If your 71 harness is OEM, it will have a bundle of bullet connectors in the middle of the rear harness between the tail lights. These have all the signals you need to add a trailer connector without having to cut into the harness.
IMG_1725W.jpg


Green/Orange is left turn/brake
Green/Yellow is right turn/brake
Green is park
Red/Blue is reverse for trailer
 
Last edited:
Super info, Coolerman. Thanks so much.
 
I even make the converter part of a removable pigtail so that it's only in the elements when towing and in the glove box when not. This converter is not needed for the 63-early 74 FJ40's since they are wired the same as the trailers.

Thought about getting a set plugs that match the tail loom connector on the firewall. Then plug a small loom that that has the signals for the Curt controller. Run the trailer light loom form there back. Then the controller could be mounted in the glove box. While a converter isn't needed on pre 74 models adding it and ignoring the brake signal you get the advantage of the later style. This will also work back further then 63. While the lights were smaller they wire the same. May had different plugs but still work the same. Believe the plug at rhe firewall is the same on my FJ25s as my 68 FJ40.
 
Thread revival.
So where is the best place to splice into the harness?
I understand the benefits of the direct power source but you still have to manipulate your existing harness a bit correct?
 
Thread revival.
So where is the best place to splice into the harness?
I understand the benefits of the direct power source but you still have to manipulate your existing harness a bit correct?


What year? You shouldn't have to splice into the factory wiring. There should either be a single plug or bullet connectors to make your connection for trailer lights. You also should run a fused wire from the battery to the back so the trailer light load is not not the factory wiring. As mentioned use a kit to do this.
 
78. When I rebuilt the harness there were some bullet connectors that were unused. Up by the reverse switch connector from what I recall. I'll check and see. Thanks for the info.
 
My 76 has a green plug in the middle of the rear frame member. Would have to check my 79 to see what it has. It had trailer ball bolted to the four holes in the center When I bought it but don't remember any trailer light plug. :hmm: Closing in on all the parts for it restore. Plan is one of those pintle hooks that have a 2" ball on the end. Doesn't hang below the rear frame member and will work with my 1/4 ton military trailer and trailer made from a early seventies Toyota pickup.
 
Your 78 will require an intervention. :hillbilly:
Not all 78's came with the 2 pin connectors in the rear harness for a trailer hookup. The ones that don't have the 2 pin connectors, will only have a single bullet connector with green wire. This is the park circuit. In a pinch you could at least have park lights on the trailer by making a connection from this bullet connector to the BROWN wire on the 4 pin trailer plug. You would also need to ground the truck frame to the WHITE wire in the 4 pin trailer plug.

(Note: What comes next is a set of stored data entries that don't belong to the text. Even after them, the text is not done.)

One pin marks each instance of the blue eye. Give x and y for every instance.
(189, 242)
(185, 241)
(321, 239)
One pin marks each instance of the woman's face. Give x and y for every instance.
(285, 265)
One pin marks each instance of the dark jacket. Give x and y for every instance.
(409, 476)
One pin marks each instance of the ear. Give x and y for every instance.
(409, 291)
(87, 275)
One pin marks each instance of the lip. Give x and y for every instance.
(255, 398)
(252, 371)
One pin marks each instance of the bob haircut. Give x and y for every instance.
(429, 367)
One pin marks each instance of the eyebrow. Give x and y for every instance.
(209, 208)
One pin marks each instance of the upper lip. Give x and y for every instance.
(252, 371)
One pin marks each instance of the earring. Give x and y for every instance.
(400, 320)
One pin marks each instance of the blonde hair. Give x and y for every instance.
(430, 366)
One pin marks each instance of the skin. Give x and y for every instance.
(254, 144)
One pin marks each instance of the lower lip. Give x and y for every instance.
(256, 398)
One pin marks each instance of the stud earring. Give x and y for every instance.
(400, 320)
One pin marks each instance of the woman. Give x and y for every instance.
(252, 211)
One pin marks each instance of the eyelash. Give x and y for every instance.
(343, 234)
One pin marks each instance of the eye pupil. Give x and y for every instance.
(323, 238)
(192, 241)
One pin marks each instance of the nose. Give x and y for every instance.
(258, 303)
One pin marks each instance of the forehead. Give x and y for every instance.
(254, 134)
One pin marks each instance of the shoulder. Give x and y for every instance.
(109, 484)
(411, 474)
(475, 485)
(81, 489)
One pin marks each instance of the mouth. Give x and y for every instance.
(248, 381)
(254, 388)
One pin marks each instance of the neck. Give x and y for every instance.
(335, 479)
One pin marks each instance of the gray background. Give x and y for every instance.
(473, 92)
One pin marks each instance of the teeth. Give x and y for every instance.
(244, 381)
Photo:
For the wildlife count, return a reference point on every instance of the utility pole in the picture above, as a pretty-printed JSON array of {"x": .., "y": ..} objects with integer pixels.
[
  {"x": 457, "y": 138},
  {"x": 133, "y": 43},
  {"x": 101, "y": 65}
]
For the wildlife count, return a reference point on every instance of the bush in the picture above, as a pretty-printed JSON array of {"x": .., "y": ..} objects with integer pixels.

Be aware that the later rear harnesses are NOT color coded to the schematics!
Here is the color code used on these harnesses

Red = Left Turn
Yellow = Right Turn (Note this may appear to be tan or dirty white)
Green = Park/Tail
White = Brake (Note this may appear to be yellow or tan)
Blue = Reverse Lights

To add a full blown 4 pin trailer connection requires that you splice into the rear chassis wires and add the trailer converter. When you splice into the harness make sure to splice it on the PASSENGERS side BEFORE the split to the passengers side tail light. There you will find ALL the wires. If you do it on the drivers side you will not have access to the yellow wire for the right turn signal.